O Tribunal Regional do Trabalho da 18ª Região (TRT-GO) decidiu que a Justiça Comum é o órgão competente para julgar a ação de um empregado da Saneago que questiona sua aposentadoria compulsória aos 70 anos. Ao conceder mandado de segurança à empresa pública, o Tribunal Pleno cassou a liminar que havia determinado a reintegração do trabalhador. O colegiado considerou que a controvérsia possui natureza constitucional-administrativa e não trabalhista.
O caso teve origem após um empregado da Saneago ajuizar ação trabalhista para impedir sua dispensa compulsória ao completar 70 anos. Ele sustentou que, após a Emenda Constitucional nº 103/2019, a aposentadoria compulsória de empregados públicos somente poderia ocorrer aos 75 anos, por simetria ao previsto para os servidores estatutários. Além disso, afirmou que estava afastado do trabalho por auxílio-doença para tratamento de neoplasia maligna quando recebeu a comunicação do desligamento, o que, segundo ele, colocaria em risco sua subsistência e a continuidade do tratamento de saúde.
Na primeira instância, a 18ª Vara do Trabalho de Goiânia havia concedido liminar suspendendo a dispensa e determinando a reintegração do empregado. Inconformada, a Saneago impetrou mandado de segurança para reverter essa decisão. A empresa alegou que a controvérsia não dizia respeito a direitos trabalhistas, mas à validade da aposentadoria compulsória do empregado, razão pela qual o caso deveria ser julgado pela Justiça Comum, conforme o entendimento firmado pelo Supremo Tribunal Federal (STF) no Tema 606 da repercussão geral.
Competência é da Justiça Comum
O relator, desembargador Daniel Viana Júnior, explicou que o STF definiu, no julgamento do RE 655.283 (Tema 606), que a discussão sobre a validade da demissão de empregados públicos possui natureza constitucional-administrativa, atraindo a competência da Justiça Comum. Segundo o desembargador, esse entendimento também alcança as controvérsias envolvendo aposentadoria ou dispensa compulsória por idade de empregados de empresas públicas e sociedades de economia mista.

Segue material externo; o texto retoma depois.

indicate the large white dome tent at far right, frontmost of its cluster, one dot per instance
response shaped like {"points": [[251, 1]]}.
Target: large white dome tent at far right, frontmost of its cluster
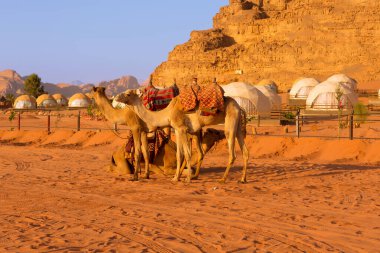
{"points": [[324, 97]]}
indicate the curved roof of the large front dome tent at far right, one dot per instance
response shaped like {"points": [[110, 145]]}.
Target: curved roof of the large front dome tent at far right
{"points": [[330, 87]]}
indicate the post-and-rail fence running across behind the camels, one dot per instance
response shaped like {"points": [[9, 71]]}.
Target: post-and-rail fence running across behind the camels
{"points": [[347, 126]]}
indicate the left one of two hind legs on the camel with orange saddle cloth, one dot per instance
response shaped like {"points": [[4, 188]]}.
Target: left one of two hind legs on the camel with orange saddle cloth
{"points": [[230, 132]]}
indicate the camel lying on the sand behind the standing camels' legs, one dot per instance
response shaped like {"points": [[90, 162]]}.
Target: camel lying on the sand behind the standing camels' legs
{"points": [[165, 162]]}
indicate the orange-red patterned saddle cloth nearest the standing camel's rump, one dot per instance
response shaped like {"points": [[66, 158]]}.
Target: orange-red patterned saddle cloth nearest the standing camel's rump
{"points": [[210, 99]]}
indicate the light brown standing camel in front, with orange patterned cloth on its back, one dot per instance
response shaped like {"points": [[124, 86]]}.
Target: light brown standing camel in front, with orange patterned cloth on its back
{"points": [[192, 123]]}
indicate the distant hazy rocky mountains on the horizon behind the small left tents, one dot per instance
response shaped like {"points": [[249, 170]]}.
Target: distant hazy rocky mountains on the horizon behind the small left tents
{"points": [[12, 82]]}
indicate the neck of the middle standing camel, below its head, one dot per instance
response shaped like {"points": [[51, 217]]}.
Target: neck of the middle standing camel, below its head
{"points": [[153, 119]]}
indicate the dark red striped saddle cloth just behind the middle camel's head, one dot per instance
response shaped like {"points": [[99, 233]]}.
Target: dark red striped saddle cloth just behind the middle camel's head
{"points": [[157, 99]]}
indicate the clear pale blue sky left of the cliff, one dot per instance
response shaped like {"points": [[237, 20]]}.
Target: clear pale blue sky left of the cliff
{"points": [[95, 40]]}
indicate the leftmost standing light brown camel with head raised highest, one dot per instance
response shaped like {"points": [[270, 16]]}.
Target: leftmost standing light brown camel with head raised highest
{"points": [[127, 117]]}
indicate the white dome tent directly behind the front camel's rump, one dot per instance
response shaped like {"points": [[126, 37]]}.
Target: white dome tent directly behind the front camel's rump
{"points": [[252, 100]]}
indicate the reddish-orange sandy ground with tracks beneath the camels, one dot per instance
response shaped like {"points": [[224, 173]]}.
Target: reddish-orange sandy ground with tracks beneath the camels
{"points": [[307, 195]]}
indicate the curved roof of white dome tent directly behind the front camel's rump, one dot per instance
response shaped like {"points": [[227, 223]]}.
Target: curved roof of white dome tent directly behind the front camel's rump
{"points": [[245, 90]]}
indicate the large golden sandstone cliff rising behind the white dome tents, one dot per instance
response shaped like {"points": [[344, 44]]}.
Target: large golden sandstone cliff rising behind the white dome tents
{"points": [[281, 40]]}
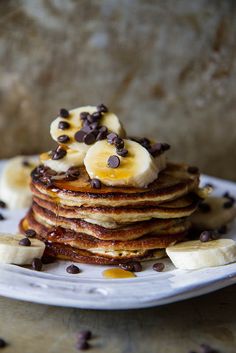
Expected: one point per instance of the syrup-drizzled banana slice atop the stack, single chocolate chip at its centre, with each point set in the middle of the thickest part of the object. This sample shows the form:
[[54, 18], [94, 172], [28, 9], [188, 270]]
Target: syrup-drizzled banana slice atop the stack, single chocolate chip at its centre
[[136, 169]]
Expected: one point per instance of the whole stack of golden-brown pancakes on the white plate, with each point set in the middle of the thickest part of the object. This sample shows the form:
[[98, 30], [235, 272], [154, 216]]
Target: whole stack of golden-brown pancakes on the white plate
[[111, 225]]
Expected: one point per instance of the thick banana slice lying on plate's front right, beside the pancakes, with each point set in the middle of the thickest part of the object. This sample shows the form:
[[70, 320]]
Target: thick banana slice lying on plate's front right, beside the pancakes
[[195, 254]]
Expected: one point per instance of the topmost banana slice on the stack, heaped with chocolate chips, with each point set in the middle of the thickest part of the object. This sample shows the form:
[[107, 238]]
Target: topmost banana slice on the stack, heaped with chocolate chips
[[63, 130]]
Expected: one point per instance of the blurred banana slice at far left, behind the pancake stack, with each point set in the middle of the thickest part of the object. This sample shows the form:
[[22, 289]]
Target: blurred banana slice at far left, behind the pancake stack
[[14, 182]]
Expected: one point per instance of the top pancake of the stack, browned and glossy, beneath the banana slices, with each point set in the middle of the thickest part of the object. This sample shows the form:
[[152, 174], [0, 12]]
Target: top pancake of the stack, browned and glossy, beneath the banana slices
[[171, 183]]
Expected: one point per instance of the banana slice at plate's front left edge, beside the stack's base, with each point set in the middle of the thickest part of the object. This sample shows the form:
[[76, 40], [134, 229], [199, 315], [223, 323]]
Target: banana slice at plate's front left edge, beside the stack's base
[[13, 253]]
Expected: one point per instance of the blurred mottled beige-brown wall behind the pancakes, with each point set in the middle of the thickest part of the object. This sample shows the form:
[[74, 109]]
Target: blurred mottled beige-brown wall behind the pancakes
[[166, 67]]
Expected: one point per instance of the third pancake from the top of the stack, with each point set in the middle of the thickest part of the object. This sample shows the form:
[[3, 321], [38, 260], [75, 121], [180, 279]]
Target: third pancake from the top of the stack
[[126, 232]]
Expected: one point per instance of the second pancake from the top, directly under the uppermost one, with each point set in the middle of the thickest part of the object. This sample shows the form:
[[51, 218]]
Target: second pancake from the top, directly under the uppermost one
[[179, 208]]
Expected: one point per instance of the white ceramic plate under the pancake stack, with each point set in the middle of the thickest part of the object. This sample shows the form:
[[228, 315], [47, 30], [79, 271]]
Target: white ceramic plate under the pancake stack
[[90, 290]]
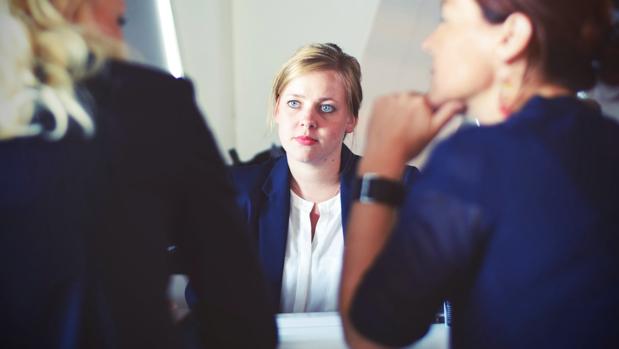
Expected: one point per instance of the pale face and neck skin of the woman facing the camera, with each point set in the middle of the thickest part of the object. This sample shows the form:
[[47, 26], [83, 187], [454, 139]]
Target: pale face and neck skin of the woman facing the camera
[[312, 118]]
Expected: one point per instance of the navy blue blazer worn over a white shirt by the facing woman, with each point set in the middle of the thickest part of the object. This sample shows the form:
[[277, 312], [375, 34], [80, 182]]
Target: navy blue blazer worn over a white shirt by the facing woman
[[264, 198]]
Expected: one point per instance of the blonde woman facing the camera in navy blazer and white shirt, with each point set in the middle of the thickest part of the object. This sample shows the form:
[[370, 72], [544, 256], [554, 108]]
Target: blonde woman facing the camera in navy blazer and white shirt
[[296, 205]]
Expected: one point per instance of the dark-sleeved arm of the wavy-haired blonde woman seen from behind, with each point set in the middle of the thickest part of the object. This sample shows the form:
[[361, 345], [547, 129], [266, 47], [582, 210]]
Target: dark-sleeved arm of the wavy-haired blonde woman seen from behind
[[232, 308]]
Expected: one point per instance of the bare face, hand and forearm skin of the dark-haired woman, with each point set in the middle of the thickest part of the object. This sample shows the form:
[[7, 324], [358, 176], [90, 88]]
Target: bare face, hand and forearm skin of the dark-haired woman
[[402, 124]]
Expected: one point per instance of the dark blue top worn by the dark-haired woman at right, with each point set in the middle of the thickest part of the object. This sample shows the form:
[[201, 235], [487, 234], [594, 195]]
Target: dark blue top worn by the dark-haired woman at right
[[516, 224]]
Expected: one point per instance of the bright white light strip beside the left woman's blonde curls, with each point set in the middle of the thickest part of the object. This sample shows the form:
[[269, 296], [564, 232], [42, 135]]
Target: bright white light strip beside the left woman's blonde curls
[[168, 33]]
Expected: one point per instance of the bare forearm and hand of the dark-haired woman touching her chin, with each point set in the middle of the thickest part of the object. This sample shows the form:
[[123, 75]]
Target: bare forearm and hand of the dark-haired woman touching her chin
[[401, 126]]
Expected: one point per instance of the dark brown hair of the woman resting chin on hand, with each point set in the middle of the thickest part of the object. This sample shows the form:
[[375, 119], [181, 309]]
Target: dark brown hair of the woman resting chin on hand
[[575, 42]]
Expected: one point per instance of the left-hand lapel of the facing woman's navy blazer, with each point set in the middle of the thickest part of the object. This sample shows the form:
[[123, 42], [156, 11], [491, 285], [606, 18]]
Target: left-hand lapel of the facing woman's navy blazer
[[273, 225]]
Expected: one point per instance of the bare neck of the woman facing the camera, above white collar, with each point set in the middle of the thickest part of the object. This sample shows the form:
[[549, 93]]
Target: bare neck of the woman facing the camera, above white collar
[[315, 183]]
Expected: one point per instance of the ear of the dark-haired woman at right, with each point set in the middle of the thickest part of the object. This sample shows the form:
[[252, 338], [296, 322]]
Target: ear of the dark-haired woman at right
[[516, 34]]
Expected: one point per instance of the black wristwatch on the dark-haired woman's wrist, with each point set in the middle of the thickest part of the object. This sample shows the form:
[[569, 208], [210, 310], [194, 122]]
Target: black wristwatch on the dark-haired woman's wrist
[[371, 188]]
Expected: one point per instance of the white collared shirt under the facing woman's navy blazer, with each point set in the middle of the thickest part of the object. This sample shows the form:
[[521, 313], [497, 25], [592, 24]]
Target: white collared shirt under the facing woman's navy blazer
[[312, 267]]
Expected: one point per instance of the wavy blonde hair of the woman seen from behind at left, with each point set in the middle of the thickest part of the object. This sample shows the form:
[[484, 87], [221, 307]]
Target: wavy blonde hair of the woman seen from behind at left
[[43, 56]]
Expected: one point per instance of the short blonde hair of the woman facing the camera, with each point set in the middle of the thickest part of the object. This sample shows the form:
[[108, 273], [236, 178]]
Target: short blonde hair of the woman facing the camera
[[318, 57]]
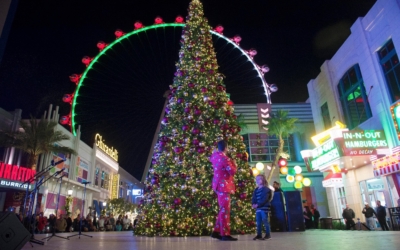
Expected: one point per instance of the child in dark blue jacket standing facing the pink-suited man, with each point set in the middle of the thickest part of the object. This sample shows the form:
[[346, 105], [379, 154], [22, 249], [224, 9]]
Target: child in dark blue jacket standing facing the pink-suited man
[[261, 201]]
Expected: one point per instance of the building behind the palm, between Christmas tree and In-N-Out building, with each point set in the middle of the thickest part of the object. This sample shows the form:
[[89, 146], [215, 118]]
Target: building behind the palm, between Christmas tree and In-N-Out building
[[262, 147]]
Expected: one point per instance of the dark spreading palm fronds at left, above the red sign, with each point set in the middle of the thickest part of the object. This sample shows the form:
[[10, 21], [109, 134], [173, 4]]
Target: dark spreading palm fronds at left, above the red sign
[[37, 137]]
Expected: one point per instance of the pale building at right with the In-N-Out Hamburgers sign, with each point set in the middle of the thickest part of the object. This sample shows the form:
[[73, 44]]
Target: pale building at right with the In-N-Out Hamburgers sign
[[353, 101]]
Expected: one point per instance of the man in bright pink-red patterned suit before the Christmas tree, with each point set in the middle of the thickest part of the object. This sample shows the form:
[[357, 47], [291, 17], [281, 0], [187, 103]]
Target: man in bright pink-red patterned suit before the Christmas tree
[[223, 185]]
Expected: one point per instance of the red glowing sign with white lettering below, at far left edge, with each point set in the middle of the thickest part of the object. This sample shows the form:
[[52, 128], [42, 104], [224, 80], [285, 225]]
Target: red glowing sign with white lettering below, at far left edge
[[14, 176]]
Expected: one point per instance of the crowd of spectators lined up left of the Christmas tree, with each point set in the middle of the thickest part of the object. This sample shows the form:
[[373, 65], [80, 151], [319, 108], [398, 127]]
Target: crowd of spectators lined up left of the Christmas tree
[[90, 223]]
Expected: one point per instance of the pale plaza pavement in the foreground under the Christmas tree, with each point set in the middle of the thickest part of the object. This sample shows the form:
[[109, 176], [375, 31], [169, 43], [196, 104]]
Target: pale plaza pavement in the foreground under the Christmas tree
[[312, 239]]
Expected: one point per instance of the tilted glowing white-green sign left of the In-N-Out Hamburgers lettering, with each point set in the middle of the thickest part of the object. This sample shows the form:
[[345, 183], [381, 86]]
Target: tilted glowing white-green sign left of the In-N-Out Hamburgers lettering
[[324, 154]]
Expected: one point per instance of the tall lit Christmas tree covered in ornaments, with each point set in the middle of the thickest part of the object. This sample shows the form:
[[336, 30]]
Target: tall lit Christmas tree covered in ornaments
[[179, 200]]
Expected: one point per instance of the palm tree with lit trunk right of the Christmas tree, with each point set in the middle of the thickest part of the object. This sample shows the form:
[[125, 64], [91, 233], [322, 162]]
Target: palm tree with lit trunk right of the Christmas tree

Ao fundamentar seu voto, o relator destacou ainda que esse entendimento vem sendo reiteradamente aplicado pelo próprio TRT-GO e pelo Tribunal Superior do Trabalho (TST). Daniel Viana Júnior ressaltou que, quando a controvérsia se limita à legalidade do ato de desligamento de empregado público, a discussão não decorre da relação de trabalho, mas de matéria constitucional-administrativa, o que afasta a competência da Justiça do Trabalho.
Ao julgar o mérito do mandado de segurança, o Tribunal Pleno, por unanimidade, confirmou a decisão liminar anteriormente concedida pelo relator e cassou, em definitivo, a liminar da 18ª Vara do Trabalho que havia determinado a reintegração do empregado.
Com a decisão, caberá ao juízo de primeiro grau adotar as providências processuais decorrentes do reconhecimento da incompetência da Justiça do Trabalho para apreciar a controvérsia.